OrbiSim turns world models into differentiable physics engines for robotics
End-to-end differentiable simulation enables gradient-based policy training with sparse rewards.
OrbiSim, developed by researchers at Shanghai Jiao Tong University, introduces a novel paradigm for robotic simulation by redefining world models as fully differentiable physics engines. Unlike traditional world models that focus on unconstrained imagination in latent or visual domains, OrbiSim establishes a unified, physically-grounded pathway bridging structured scene assets, neural dynamics, and downstream reinforcement learning. The key innovation is end-to-end differentiability throughout the entire simulation loop—from explicit state transitions to visual observation generation. This allows the system to support tasks previously intractable with classical simulators, such as differentiable contact modeling, gradient-based policy optimization under sparse rewards, and intuitive physical inference.
Empirical results demonstrate that OrbiSim significantly outperforms state-of-the-art world models in both predictive fidelity and control performance. Its consistent responsiveness to asset configurations and physical parameters suggests potential as a differentiable tool for enhancing robot simulation and policy training.
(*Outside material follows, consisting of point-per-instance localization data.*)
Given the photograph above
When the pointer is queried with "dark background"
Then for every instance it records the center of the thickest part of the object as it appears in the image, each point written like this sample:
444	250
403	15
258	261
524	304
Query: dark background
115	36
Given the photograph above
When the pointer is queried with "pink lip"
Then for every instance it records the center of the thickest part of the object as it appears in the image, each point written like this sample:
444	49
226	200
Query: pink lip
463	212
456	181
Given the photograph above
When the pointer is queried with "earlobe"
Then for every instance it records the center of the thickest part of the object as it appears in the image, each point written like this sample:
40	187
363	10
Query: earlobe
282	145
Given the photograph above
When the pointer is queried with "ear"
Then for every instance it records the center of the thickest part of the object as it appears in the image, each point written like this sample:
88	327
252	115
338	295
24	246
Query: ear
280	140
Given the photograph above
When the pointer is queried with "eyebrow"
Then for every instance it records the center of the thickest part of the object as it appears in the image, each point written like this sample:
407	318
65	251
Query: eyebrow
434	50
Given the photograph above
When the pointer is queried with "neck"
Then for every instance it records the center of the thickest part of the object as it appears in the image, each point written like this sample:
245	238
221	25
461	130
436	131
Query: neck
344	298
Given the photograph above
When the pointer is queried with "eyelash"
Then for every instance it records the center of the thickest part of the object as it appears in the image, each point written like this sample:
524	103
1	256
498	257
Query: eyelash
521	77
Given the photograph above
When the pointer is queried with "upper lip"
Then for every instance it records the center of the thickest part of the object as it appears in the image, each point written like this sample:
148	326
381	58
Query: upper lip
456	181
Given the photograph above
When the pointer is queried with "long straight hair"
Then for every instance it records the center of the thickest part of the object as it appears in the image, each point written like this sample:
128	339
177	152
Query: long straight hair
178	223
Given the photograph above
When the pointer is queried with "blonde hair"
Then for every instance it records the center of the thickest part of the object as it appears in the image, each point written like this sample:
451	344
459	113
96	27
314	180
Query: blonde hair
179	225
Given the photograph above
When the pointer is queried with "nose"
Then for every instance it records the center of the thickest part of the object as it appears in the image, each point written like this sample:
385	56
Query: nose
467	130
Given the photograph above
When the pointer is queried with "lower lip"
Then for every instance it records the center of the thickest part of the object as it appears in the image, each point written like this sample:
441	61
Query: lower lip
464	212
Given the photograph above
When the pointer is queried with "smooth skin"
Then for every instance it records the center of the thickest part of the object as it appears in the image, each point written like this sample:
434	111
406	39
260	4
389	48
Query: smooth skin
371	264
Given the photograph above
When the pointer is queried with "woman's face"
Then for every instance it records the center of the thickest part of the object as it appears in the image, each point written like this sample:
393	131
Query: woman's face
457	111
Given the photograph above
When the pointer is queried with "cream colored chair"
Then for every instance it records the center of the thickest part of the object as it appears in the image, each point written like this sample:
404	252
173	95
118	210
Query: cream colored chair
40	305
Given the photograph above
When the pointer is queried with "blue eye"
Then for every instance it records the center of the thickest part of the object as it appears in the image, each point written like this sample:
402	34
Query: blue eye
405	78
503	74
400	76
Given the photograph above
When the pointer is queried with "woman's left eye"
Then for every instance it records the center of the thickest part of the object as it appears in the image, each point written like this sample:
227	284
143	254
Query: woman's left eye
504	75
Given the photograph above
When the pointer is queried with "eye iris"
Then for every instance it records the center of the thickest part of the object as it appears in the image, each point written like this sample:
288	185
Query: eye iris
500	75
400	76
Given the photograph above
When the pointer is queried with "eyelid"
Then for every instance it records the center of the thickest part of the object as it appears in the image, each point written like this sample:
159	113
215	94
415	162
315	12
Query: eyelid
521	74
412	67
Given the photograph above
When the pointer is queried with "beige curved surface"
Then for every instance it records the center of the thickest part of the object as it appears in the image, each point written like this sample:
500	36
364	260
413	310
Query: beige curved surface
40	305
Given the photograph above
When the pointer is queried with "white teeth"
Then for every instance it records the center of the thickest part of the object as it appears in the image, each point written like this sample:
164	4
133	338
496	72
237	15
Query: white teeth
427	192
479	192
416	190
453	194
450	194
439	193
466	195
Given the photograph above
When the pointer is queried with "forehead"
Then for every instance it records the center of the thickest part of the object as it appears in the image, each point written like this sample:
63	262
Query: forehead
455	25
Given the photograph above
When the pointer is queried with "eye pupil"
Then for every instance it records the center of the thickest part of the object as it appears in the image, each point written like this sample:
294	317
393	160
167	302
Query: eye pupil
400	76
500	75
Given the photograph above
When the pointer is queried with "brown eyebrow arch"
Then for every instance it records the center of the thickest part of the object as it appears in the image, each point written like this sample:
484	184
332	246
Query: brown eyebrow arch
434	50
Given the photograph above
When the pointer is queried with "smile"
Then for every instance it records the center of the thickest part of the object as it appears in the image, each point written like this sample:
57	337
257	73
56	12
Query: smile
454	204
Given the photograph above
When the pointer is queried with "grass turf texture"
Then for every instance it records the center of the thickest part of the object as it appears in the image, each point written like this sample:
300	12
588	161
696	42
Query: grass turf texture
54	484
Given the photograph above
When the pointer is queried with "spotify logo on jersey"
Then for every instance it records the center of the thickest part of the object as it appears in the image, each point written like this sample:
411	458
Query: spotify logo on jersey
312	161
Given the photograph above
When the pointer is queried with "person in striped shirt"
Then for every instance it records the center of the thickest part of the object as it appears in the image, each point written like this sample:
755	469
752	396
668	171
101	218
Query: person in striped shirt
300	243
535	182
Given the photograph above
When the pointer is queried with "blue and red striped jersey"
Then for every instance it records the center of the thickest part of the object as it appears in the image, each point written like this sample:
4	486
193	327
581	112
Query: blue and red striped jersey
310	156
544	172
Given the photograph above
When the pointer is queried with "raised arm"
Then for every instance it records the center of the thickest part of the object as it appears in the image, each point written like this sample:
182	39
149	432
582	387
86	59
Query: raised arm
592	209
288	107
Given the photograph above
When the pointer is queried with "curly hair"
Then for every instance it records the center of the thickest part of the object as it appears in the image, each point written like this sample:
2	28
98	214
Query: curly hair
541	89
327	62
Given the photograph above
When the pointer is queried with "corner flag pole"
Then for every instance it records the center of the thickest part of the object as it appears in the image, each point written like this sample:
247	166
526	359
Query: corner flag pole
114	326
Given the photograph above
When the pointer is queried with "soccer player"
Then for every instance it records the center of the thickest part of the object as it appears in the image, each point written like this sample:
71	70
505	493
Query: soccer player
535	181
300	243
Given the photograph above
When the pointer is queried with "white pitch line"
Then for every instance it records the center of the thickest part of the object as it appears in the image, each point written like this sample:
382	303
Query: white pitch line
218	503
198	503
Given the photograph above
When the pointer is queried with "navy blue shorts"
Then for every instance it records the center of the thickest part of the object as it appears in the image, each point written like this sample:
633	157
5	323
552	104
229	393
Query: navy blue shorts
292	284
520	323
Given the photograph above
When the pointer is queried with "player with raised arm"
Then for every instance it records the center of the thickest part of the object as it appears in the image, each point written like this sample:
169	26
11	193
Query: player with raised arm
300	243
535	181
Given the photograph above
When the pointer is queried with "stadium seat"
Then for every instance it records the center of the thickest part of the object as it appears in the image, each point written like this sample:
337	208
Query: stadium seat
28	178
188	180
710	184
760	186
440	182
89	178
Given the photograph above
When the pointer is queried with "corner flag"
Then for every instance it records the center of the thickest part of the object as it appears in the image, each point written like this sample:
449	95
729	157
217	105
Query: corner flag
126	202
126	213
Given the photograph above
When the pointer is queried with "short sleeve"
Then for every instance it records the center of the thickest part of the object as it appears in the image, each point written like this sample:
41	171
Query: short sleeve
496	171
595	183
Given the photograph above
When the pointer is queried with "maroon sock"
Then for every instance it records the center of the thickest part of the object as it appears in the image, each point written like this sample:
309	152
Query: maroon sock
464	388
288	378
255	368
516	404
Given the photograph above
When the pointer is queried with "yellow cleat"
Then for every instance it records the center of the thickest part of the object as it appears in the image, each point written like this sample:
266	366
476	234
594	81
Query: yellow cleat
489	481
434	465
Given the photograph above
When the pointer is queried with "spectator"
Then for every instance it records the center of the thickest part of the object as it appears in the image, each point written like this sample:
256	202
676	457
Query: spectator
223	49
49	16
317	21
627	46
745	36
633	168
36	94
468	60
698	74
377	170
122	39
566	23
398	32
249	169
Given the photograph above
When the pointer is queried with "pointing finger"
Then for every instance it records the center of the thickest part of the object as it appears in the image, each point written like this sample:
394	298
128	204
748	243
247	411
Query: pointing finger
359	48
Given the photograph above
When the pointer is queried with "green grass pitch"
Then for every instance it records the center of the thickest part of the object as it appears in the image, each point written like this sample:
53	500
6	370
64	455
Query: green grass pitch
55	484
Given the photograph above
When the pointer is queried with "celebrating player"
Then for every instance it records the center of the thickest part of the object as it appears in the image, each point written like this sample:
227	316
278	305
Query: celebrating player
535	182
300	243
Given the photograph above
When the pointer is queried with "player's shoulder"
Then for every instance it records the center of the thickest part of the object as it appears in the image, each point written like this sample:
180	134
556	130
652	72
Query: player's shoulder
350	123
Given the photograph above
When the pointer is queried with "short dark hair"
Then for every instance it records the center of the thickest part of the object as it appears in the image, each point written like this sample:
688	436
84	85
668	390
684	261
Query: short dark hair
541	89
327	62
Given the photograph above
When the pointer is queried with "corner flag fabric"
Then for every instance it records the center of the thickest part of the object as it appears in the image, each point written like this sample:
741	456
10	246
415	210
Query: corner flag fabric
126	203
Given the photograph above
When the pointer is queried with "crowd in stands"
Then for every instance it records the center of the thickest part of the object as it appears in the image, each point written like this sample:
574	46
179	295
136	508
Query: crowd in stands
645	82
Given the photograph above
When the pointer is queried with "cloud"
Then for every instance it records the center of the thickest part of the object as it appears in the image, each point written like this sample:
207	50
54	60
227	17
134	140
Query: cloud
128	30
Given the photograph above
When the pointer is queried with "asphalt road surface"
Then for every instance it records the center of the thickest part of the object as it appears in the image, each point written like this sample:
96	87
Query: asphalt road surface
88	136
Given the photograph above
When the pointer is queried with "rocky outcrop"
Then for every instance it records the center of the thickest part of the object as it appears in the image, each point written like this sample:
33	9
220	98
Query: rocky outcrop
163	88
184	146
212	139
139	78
By enabling gradients to flow through physics, perception, and decision-making in a unified manner, OrbiSim opens new avenues for more efficient and robust embodied intelligence, particularly in scenarios where sparse rewards make traditional reinforcement learning difficult.
- End-to-end differentiability across the entire simulation loop, from state transitions to visual generation
- Outperforms state-of-the-art world models in predictive fidelity and control performance
- Enables tasks previously intractable for classical simulators, such as differentiable contact modeling and gradient-based policy optimization under sparse rewards
Why It Matters
A fully differentiable physics engine for robots could dramatically accelerate policy learning and simulation-based training.